Emor: G-d's Name

By: Rabbi Jay Kelman |

Of all possible wrongdoings, only one does not allow for the possibility of teshuva, repentance. Causing a chilul Hashem, a desecration of G-d's name, is not something for which one can just say sorry, promise never to do it again, and move on. The lingering effects of desecrating G-d's name do not go away just because one is sorry. The Rambam (Hilchot Teshuva 1:4) writes that it is only upon death that repentance might be obtained. If chilul Hashem is so severe, it follows that kiddush Hashem, the sanctification of G-d's name, would be the greatest of mitzvot.
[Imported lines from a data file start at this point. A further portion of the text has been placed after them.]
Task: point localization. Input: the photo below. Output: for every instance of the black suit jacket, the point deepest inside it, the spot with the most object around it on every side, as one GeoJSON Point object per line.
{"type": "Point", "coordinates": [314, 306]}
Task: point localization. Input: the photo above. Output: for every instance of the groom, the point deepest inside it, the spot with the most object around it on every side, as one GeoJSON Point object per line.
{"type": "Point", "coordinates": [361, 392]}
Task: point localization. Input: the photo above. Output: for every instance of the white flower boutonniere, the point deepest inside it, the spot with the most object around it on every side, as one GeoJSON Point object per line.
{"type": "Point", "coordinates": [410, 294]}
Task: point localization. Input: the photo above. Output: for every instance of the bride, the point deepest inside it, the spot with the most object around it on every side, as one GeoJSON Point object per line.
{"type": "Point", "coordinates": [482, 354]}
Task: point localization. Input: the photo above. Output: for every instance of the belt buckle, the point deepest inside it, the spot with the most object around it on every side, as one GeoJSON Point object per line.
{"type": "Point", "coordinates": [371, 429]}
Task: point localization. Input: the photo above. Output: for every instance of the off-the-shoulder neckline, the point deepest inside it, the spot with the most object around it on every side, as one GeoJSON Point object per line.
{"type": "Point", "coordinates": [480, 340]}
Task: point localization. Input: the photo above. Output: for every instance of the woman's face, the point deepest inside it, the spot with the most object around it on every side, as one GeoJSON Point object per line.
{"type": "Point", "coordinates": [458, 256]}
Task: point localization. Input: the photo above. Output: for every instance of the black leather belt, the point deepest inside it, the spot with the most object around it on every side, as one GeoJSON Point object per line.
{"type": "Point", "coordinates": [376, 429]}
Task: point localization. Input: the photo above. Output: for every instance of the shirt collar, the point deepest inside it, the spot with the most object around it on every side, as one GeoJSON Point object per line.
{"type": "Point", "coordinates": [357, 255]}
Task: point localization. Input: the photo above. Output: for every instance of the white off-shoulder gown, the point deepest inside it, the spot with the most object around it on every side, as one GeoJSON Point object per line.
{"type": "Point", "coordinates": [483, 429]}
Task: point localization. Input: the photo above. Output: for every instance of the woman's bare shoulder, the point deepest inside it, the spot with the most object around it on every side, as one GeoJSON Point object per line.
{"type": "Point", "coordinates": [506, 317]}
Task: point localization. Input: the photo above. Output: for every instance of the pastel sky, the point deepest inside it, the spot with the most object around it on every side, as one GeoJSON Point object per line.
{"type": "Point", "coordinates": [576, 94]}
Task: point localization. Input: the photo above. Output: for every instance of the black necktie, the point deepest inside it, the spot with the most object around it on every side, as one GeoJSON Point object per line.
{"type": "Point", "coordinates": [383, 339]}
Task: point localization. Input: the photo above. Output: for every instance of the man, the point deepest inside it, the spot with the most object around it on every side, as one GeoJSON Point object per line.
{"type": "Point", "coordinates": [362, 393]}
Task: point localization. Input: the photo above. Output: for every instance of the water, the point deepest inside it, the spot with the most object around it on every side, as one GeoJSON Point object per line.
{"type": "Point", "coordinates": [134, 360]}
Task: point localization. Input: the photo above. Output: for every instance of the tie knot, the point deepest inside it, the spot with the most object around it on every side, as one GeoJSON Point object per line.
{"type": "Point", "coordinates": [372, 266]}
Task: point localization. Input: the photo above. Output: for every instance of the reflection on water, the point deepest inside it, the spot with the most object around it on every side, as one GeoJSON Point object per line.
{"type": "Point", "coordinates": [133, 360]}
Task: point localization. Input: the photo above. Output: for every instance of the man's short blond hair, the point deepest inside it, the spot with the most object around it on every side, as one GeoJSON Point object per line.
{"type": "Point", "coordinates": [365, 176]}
Interestingly, the Torah's placement of the discussion of kiddush Hashem and chilul Hashem appears at the conclusion of a series of mitzvoth relating to animal sacrifices; more specifically, issues relating to animals and time. Animal sacrifices are not allowed until the animal is at least eight days old; an animal and its offspring may not be killed on the same day; and finally, when an animal sacrifice is brought we are to ensure that none of the meat is left over for the following morning.

The Torah clearly links the sanctification of G-d's name with time. The sanctification of time is a central motif of Judaism; one need look no further than Shabbat and Yom Tov, whose very essence is sanctifying time. Bittul z’man, wasting time, is a tragic misuse of our most precious resource. And wasting the time of others may actually fall under the rubric of ona'at devarim, the prohibition against causing another needless mental anguish.

Immediately after enjoining us to sanctify His name, the Torah adds the phrase, “who takes you out of Egypt to be your G-d” (Vayikra 22:23). The mention of Egypt seems out of place here; there is nothing about the Exodus in any of the prior verses. Rashi notes that this juxtaposition teaches us that kiddush Hashem is the reason G-d took us out of Egypt. Our mission in life is to sanctify, and thus to bring honour to, G-d's name.

It is Egypt that teaches us the essence of time. The distinction between chametz and matza is only that of time; they contain the same ingredients. Their classification as chametz or matza is a function of time. Our Sages note that the Exodus occurred just in the nick of time—had we tarried any longer, redemption would not have been possible. The death of the firstborn happened at exactly midnight. And the basic difference between slavery and freedom is that of time: Do you control it or does it control you? Thus, Shabbat, with its emphasis on the sanctification of time, is rooted not only in creation, but in the Exodus.

The Torah does not, as we would have expected, say, “who took you”—in the past—out of Egypt; but rather asks, who takes you in the present? The Exodus, and thus the ability to sanctify G-d's name, is an ongoing process. The sensitivity towards the stranger, the sense of peoplehood and the commitment to G-d that we are to demonstrate each day is rooted in the Exodus. We must remember the Exodus each and every day, not just on Pesach. Creation is, similarly, an ongoing process, with man tasked to complete the creation that G-d intimated.

The story of creation is the story of time. The events of each and every day are clearly delineated. And G-d blessed each day separately, noting its innate goodness. Each day affords a new opportunity to sanctify time, and thus G-d.

The mitzvah to sanctify G-d's name is recorded precisely in the context of time, specifically as it relates to animals. Rav Soloveitchik notes that of all creations, only man is conscious of time. It is this time-awareness that makes man unique. We can relive the past and anticipate the future as we sanctify the present.